If a reproductive loss event spans multiple days, it’s considered to have occurred on the final day on which some part of the event took place.

Requirements

As of January 1, 2024, it will be illegal for a qualifying employer to refuse to grant an eligible employee’s request for up to five days of reproductive loss leave or to interfere with or restrain an employee’s attempt to exercise the rights provided under the new Section 12945.6.

Employers must allow the five days to be taken nonconsecutively, and employees may request leave for multiple reproductive loss events in a single year. However, employers aren’t required to grant more than 20 days of leave within a 12-month period.

Notably, S.B. 848 doesn’t require employers to affirmatively implement a reproductive loss leave policy. And it doesn’t require the leave to be paid. Rather, if an employer has an existing applicable leave policy, that policy governs the reproductive loss leave. If there is no such policy, the leave may be unpaid—although the employee may choose to use other compensated time off, such as vacation, personal, or sick leave.

Employers are prohibited from retaliating against an employee for exercising the employee’s right to leave or giving information or testimony about the employee’s or another’s leave.
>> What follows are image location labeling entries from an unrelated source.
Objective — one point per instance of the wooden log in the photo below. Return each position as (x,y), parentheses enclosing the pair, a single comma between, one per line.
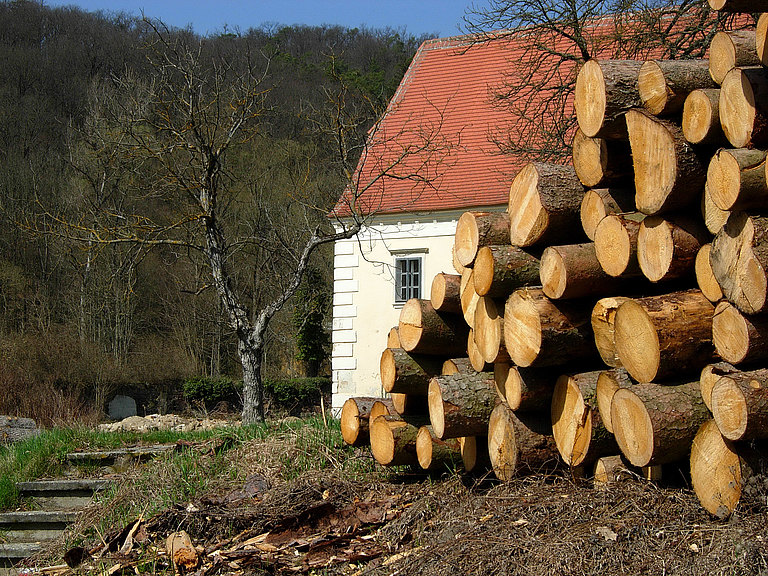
(663,85)
(424,330)
(573,271)
(667,248)
(445,294)
(704,277)
(736,179)
(435,454)
(605,90)
(539,332)
(354,420)
(393,441)
(655,424)
(599,162)
(739,259)
(740,405)
(722,470)
(577,426)
(599,202)
(701,117)
(744,107)
(520,443)
(710,374)
(544,202)
(499,270)
(668,173)
(739,339)
(460,404)
(659,336)
(489,330)
(477,229)
(602,321)
(525,389)
(616,244)
(731,49)
(608,382)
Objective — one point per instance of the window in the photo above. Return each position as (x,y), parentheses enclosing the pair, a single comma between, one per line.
(407,279)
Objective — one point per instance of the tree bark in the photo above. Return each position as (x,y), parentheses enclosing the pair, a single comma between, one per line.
(664,335)
(655,424)
(544,202)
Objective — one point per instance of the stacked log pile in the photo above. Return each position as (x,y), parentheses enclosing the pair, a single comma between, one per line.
(615,317)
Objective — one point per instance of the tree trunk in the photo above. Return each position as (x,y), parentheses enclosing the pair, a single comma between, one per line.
(740,405)
(599,162)
(668,173)
(605,90)
(539,332)
(544,203)
(736,179)
(577,426)
(664,335)
(667,249)
(460,404)
(600,202)
(499,270)
(477,229)
(701,117)
(520,443)
(616,244)
(655,424)
(739,259)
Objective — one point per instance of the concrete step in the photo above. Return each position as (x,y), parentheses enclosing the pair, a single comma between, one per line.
(61,494)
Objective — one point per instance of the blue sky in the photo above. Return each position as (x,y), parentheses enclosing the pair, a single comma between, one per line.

Employers must maintain the confidentiality of an employee requesting leave.

Practical Pointers

S.B. 848 specifically states that the right to reproductive loss leave is separate and distinct from other rights under the FEHA. Accordingly, while experience with and information about similar rights (such as the recent right to bereavement leave) likely are instructive, it will be important to remain alert to guidance, opinions, and other information issued regarding this new right to leave.